Six consumer-side barriers to cryptocurrency adoption in the United States

in cryto •  7 years ago 

I have been thinking lately about the barriers to broad scale adoption of cryptos in the United States. I am not focused on getting retailers to accept cryptos, but more on the mind of the consumer/user. While I don't think this is a complete list, here are some factors I thought of that I rarely (if ever) hear discussed:

(1) Inability to think multi-currency -- The US economy is so insulated from foreign exchange that most of our population just doesn't think outside of US dollars. Interaction with Mexico and Canada is limited and often can be done in USD. Foreign transactions are completed automatically by payment processors. We've never had an environment like pre-Euro Europe where traveling a short distance forced you to pay with a different currency. Thus, I think people struggle with the fact that they have to translate everything back to USD. An analogy might be a person learning a new language. At first they translate everything back to their native tongue; it takes time and practice to think directly in the second language.

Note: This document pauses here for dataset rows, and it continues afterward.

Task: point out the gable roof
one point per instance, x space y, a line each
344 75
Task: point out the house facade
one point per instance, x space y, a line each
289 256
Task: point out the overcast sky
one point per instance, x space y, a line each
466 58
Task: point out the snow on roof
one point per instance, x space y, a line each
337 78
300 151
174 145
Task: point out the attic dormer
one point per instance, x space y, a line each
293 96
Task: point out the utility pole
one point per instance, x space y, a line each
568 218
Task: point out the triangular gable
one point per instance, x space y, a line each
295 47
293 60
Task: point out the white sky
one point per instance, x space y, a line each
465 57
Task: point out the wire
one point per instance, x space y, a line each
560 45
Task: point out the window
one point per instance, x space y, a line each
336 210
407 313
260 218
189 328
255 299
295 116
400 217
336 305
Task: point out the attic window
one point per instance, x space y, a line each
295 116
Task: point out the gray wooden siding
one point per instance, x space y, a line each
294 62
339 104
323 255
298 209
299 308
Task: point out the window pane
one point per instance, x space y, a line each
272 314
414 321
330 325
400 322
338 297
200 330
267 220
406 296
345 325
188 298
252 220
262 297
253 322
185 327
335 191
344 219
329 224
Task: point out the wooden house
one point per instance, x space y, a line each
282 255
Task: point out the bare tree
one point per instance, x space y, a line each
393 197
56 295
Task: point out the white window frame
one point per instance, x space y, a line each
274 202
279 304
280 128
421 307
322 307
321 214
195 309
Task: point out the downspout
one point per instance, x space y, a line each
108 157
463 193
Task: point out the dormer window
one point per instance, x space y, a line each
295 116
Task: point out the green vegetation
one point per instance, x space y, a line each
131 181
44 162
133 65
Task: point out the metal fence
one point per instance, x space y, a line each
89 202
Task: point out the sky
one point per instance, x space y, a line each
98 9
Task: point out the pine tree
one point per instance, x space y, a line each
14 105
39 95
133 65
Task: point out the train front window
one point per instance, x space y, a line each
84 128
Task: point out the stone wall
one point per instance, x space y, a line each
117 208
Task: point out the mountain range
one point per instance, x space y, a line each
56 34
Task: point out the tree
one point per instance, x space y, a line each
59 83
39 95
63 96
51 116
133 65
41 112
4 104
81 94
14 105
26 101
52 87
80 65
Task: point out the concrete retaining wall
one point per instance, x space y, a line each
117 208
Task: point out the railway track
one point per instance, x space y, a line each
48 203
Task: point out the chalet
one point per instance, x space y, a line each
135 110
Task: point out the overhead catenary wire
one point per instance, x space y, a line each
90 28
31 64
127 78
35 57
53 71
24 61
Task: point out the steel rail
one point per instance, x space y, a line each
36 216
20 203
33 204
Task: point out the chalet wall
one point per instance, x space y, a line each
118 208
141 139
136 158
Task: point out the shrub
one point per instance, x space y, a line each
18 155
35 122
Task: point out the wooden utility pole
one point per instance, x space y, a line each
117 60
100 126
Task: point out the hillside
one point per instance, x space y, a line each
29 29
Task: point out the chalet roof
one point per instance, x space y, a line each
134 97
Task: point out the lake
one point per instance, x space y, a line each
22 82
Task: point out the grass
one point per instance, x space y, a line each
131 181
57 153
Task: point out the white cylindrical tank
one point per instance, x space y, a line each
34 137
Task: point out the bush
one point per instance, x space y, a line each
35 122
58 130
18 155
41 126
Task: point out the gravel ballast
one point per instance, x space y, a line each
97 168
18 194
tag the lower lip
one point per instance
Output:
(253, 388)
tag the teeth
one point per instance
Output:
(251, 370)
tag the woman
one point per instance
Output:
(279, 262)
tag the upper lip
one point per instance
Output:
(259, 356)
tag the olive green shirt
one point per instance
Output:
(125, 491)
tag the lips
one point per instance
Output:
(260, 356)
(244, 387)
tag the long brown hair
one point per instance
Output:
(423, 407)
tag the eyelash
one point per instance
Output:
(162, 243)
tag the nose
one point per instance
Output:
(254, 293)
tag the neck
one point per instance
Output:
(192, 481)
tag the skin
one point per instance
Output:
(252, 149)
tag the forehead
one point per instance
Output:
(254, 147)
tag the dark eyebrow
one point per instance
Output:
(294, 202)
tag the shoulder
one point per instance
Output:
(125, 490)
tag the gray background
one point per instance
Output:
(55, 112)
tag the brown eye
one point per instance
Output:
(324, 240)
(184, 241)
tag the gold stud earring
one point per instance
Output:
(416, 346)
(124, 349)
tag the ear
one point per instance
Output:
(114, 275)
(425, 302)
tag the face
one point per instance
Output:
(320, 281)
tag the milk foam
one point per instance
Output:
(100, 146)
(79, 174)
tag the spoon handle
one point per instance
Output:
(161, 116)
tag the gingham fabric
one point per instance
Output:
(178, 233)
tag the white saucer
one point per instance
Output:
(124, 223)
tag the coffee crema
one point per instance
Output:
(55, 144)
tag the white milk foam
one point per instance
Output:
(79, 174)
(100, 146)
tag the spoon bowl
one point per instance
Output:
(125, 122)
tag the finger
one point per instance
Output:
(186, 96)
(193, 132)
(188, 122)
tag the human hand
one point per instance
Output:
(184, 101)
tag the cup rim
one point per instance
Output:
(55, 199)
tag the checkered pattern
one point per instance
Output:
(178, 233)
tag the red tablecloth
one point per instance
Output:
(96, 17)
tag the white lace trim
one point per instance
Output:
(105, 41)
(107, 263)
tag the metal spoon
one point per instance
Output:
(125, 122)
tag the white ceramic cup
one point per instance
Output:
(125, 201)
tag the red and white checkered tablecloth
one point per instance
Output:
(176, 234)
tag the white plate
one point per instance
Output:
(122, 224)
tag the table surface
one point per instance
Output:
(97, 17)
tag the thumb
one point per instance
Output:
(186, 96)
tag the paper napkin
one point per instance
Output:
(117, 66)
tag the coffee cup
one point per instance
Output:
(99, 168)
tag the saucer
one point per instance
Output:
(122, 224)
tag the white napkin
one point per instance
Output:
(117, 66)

(2) Not seeing adoption by friends and neighbors - This is just the whole follow-the-crown phenomenon. Crypto needs a critical mass of early adopters to get the ball rolling; we don't have that yet here in the same way that there is in Asia (for example.)

(3) Technical resistance / complexity - We won't get widespread adoption until the user interfaces become more intuituve and transitions into and out of USD are made more seamless (and less expensive).

(4) Lack of financial education - Most of the US population does not understand their own financial system and doesn't see any issue with the USD as money. They don't understand the definition of money and therefore think it has to be issued by a government. They don't understand inflation vs deflation and what it does to their buying power. Etc.

(5) Pervasive lack of concern for privacy -- Privacy seems to not be a concern for most people. Whether through apathy, ignorance, or brainwashing, most of the populations seems to be happy to provide intimate details of their lives on facebook, have all of their email scanned an analyzed when using free services like hotmail and gmail, and have the full breadth of their financial lives exposed to banking and payment processing institutions.

(6) Active disinterest in self-ownership -- Lose your password -> call someone to get it reset. Have a problem with a vendor -> cancel the transaction. Fraud -> get your account made whole. We have a culture of someone else owning the problems. In the current crypto environment, this structure is not in place (at least not in the same way.) The individual is responsible for evaluating different technical solutions and maintaining their own private keys; help may be available, but it is not just a phone call away. Many people just don't have the knowledge, or the inclination to deal with it and a very many people don't want the responsibility. (Of course, there are services that provide some of these functions in the crypto space, but all of them come with trade-offs.)

Just some things to ruminate on. Anything to add?